Sophie Emma Magdalene Grieve (nee Law) known as Maud. Born 4 May 1858 75 Upper Street, Islington, London. Died 21 December 1941 Royston, Hertfordshire. Herbalist, plants women, writer.


Lived in Chalfont St Peter, Bucks, from 1906 to 1938 where she created a perennial nursery. At the outbreak of the First World War she turned the nursery into a herb farm to address the shortage of supplies of vital medicinal plants. She was a founder member of the short lived National Herb Growing Association (1914-17) and later president of The British Guild of Herb Growers (est. 1918.) During the war she also started The Whins Medicinal and Commercial Herb School. After the war she continued her work promoting the benefits of herbs, writing over three hundred pamphlets or monographs on individual plants. These were edited by Hilda Leyel and were the main source of information in what has become Maud’s legacy A Modern Herbal which was published 1931.

Maud’s father died in 1864 and she grew up in the care of relatives in Beckenham, London, where she received a good education. Following the death of her uncle in 1879, she was left an inheritance of a £1000. There is no record of her whereabouts or activities during the following four years, however by 1883 she had travelled to India where she met and married William Grieve (1846-1929) originally from Edinburgh. He was manager of the Bally Paper Mill near Calcutta from 1878 to 1894 when the couple returned to England. They lived in a number of places including Hayes, Middx and Chartridge, near Chesham, Bucks before moving to the house that William had designed at Chalfont Common, Chalfont St Peter. They named it The Whins after the yellow gorse that grew in the neighbourhood. Maud created an extensive perennial garden on the one and half acre plot.

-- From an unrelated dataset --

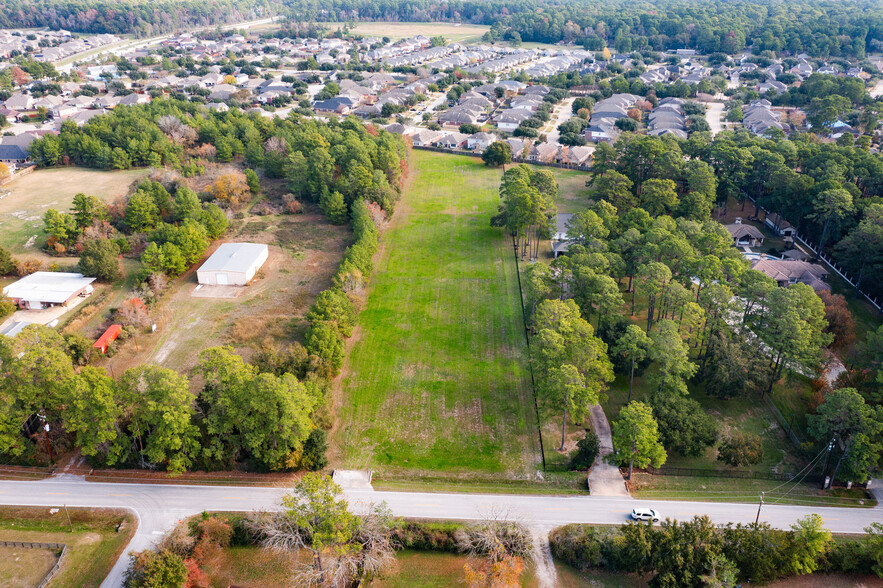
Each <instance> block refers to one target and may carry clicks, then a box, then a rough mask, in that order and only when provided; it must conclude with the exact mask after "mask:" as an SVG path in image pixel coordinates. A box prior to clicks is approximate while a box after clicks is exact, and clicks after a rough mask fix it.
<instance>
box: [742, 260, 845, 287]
mask: <svg viewBox="0 0 883 588" xmlns="http://www.w3.org/2000/svg"><path fill="white" fill-rule="evenodd" d="M751 269H754V270H757V271H759V272H762V273H764V274H766V275H768V276H769V277H771V278H772V279H774V280H775V281H776V283H777V284H778V285H779V287H780V288H787V287H788V286H789V285H791V284H797V283H802V284H806V285H808V286H811V287H812V289H813V290H815V291H816V292H818V291H820V290H830V289H831V286H830V285H829V284H828V283H827V282H826V280H827V279H828V270H826V269H825V268H824V267H822V266H821V265H819V264H817V263H810V262H808V261H797V260H792V259H769V258H763V257H762V258H761V259H757V260H754V261H753V262H752V264H751Z"/></svg>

Maud was keen to be involved in the war effort and around this time turned her garden over completely to herb cultivation and started her life’s work the writing of her monographs. She spent long days in the garden and then worked into the night on her research, writing up the information and also on her correspondence, she was a prolific letter writer all her life (some of her letters are held in the Kew Herbarium library and others are in a private collection). In October 1914 the Board of Agriculture published Bulletin no. 288, The Cultivation & Collection of Medicinal plants in England to deal with the inadequate supplies, the shortage was due to the fact that most of the plants used in the pharmaceutical industry had been imported cheaply prior to the start of the war and the ports were closed to the European market. The drugs required were: henbane, foxgloves, deadly nightshade and monkshood. The National Herb Growing Association was set up by a group of educated women under the auspices of the Women’s Farm & Garden Union. The association had the backing of members of the Pharmaceutical Society, including Edward Morrell Homes (1843-1930) who was appointed as the government advisor.